Numpy arrays also support slicing and other more advanced forms of
indexing. For example, the expression b[1:4] will yield:
In [35]: b[1:4]
array([[ 16, 25, 36, 49],
[ 64, 81, 100, 121],
[144, 169, 196, 225]])
rows 1, 2, and 3 from b. The expression, b[1:4, 2:4] will
yield columns 2 and 3 from rows 1, 2, and 3 of b:
In [36]: b[1:4, 2:4]
array([[ 36, 49],
[100, 121],
[196, 225]])
As with slicing and lists, a colon (:) can be used to indicate
that you wish to include all the indices in a particular dimension.
For example, b[:,2:4] will yield a slice of b with columns 2
and 3 from all the rows.
In addition to slicing, you can also specifies a list of indices as an
index. For example, the expression: b[:, [1,3]] will yield
columns 1 and 3 from b:
In [37]: b[:, [1,3]]
array([[ 1, 9],
[ 25, 49],
[ 81, 121],
[169, 225],
[289, 361],
[441, 529]])
One thing to keep in mind with Numpy arrays, you will lose a dimension if you specify a single column or row as an index. For example, notice that the results of the following two expressions are both one-dimensional arrays:
In [38]: b[1,:]
Out[38]: array([16, 25, 36, 49])
In [39]: b[:,1]
Out[39]: array([ 1, 25, 81, 169, 289, 441])
If you wish to retain the dimension, you can use list indexing:
In [40]: b[:,[1]]
Out[40]:
array([[ 1],
[ 25],
[ 81],
[169],
[289],
[441]])
In [41]: b[[1], :]
Out[41]: array([[16, 25, 36, 49]])
Task 2: Write expressions to extract the following subarrays of b,
which is defined for you in lab6.py:
- rows 0, 1, and 2.
- rows 0, 1, and 5
- columns 0, 1, and 2
- columns 0, 1, and 3
- columns 0, 1, and 2 from rows 2 and 3.
Task 3: We have imported the linear_regression function from PA #5
in lab6.py. Write code to call linear_regression using
columns 2 (RODENTS) and 3 (GARBAGE) as the value for X and column
7 (CRIME_TOTALS) as the value for Y. This function expects a
two-dimensional numpy array for the value of X and a
one-dimensional numpy array for the value of Y.
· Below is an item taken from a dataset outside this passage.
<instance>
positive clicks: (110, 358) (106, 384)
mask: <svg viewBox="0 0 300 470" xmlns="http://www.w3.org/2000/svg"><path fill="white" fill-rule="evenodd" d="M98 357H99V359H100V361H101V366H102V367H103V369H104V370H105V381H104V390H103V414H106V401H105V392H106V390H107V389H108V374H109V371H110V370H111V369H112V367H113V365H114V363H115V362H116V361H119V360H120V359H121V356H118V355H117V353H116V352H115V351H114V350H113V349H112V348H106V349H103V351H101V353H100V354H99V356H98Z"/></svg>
Hint: you can do this task in a single line of code.
The result should be:
array([ 141.5257303 , 0.54039996, 16.43439557])
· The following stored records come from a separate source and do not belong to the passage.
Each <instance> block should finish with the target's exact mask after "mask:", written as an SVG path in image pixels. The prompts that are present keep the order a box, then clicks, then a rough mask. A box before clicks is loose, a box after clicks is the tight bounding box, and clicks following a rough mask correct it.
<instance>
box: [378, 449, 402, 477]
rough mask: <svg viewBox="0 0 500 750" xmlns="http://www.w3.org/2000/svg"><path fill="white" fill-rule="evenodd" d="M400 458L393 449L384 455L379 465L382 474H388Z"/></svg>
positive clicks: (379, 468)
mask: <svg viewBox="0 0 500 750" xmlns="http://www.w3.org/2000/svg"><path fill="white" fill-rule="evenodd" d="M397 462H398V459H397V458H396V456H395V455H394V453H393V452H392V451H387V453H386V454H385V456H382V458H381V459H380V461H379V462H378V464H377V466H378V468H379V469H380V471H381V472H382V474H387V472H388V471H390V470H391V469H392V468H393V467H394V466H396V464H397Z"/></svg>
Task 4: Write code to call linear_regression using column 0
(GRAFFITI) as the value for X and column 7 (CRIME_TOTALS) as the
value for Y.
The result should be:
array([ 1.07474236e+03, 5.60420145e-01])
Other useful operations¶
You can find the number of dimensions, shape, and the number of
elements in a numpy array using the ndim, shape and size
properties respectively.
In [42]: b.ndim
Out[42]: 2
In [43]: b.shape
Out[43]: (6, 4)
In [44]: b.size
Out[44]: 24
As noted above, you can compute the mean of the elements using the
mean method.
In [54]: b.mean()
Out[54]: 180.16666666666666
You can also compute the per-column mean and the per-row mean using the mean method by specifying an axis, where 0 is the column axis and 1 is the row axis:
In [55]: b.mean(0)
Out[55]: array([ 146.66666667, 167.66666667, 190.66666667, 215.66666667])
In [56]: b.mean(1)
Out[56]: array([ 3.5, 31.5, 91.5, 183.5, 307.5, 463.5])
When Finished¶
When finished with the lab please check in your work (assuming you are inside the lab directory):
git add lab6.py
git commit -m "Finished with lab6"
git push
No, we’re not grading this, we just want to look for common errors.